Sur l’attaque meurtrière à Carcassonne et à Trèbes

Ce vendredi 23 mars une attaque terroriste dans le sud de la France, à Carcassone et Trèbes, a tué 3 personnes et en a blessé 16. Il y a là encore une profonde illustration de la montée du fascisme en France.

Bien sûr pour comprendre cela, il faut avoir la définition traditionnelle du fascisme, celle qui le voit comme un mouvement qui asphyxie toute culture et détourne toute sortie positive du capitalisme.

Cette attaque est le fruit d’un jeune en errance complète : sans emploi et vivant au domicile parental dans une petite cité HLM de Carcassone (45 000 habitantEs), tentant de s’en sortir à travers des petits trafics et cherchant un cadre existentiel dans le fondamentalisme islamiste.

La prise d’otage s’est ensuite déroulée dans le coeur du quotidien populaire : un supermarché du village de Trèbes, 6 000 habitantEs, dans l’aire d’agglomération de Carcassonne Avant d’entamer son attaque terroriste, le meurtrier emmenait « sa petite sœur à l’école », témoin d’une vie quotidienne populaire…

Trèbes, village de 6000 habitantEs

Il y a là une contradiction entre à la fois une survie dans le quotidien capitaliste et à la fois une quête existentielle tournée vers le passé. Car pourquoi un individu connu pour des petits trafics de stupéfiants basculent-il dans le terrorisme réactionnaire ? Comment un individu qui trouve un cadre existentiel dans une idéologie aussi rigide que le salafisme peut-il d’un autre côté être un « petit dealer » ?

Le quartier HLM de Carcassonne

Voilà les contradictions typiques de la crise profonde que subit ce pays dans lequel un opprimé peut s’en prendre à d’autres opprimés dans une logique auto-destructrice romantique, typique de la « révolte contre le monde moderne » prônée par le théoricien fasciste Julius Evola.

La bourgeoisie parle d’ « actes isolés » mais cela est surtout le fruit de personnes autonomes qui passent à l’action sous la pression d’une idéologie politique. Cette idéologie est clairement l’expression de la montée du fascisme car dans le fondamentalisme islamiste, il y a l’idéalisation d’un passé féodal qui s’opposerait à une société vue comme « décadente » ; avec l’antisémitisme qui n’est jamais bien loin.

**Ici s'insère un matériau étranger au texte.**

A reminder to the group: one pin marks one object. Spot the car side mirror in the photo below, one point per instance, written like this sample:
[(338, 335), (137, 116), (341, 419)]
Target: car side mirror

L’enjeu principal c’est bien que des jeunes gens qui vivent la misère sociale et culturelle, l’ennui et l’enfermement dans des petits boulots répétitifs, expriment leur colère dans une logique de terreur meurtrière contre la population elle-même. S’en prendre à des policiers de manière isolée, s’attaquer à des salariéEs d’un supermarché, c’est un déni profond de la lutte des classes.

Au fond, en tant qu’antifascistes, nous disons que cette attaque n’est que l’expression d’une totale absence de la gauche dans sa capacité à changer la vie, qui est justement de plus en plus difficile au plan social, moral, culturel. Sur cette absence de la gauche, c’est le fascisme dans toutes ses variantes qui se développe…

Enchaîné à une vie morose, le terroriste de Carcassonne illustre que la survie, la débrouille, le  petit illégalisme dans une époque de profonde crise sociale se retourne rapidement dans un sens réactionnaire et mortifère.

Tant qu’aucune solution progressiste ne répondra à la vie quotidienne oppressante du capitalisme et du racisme, seul le fascisme sortira victorieux.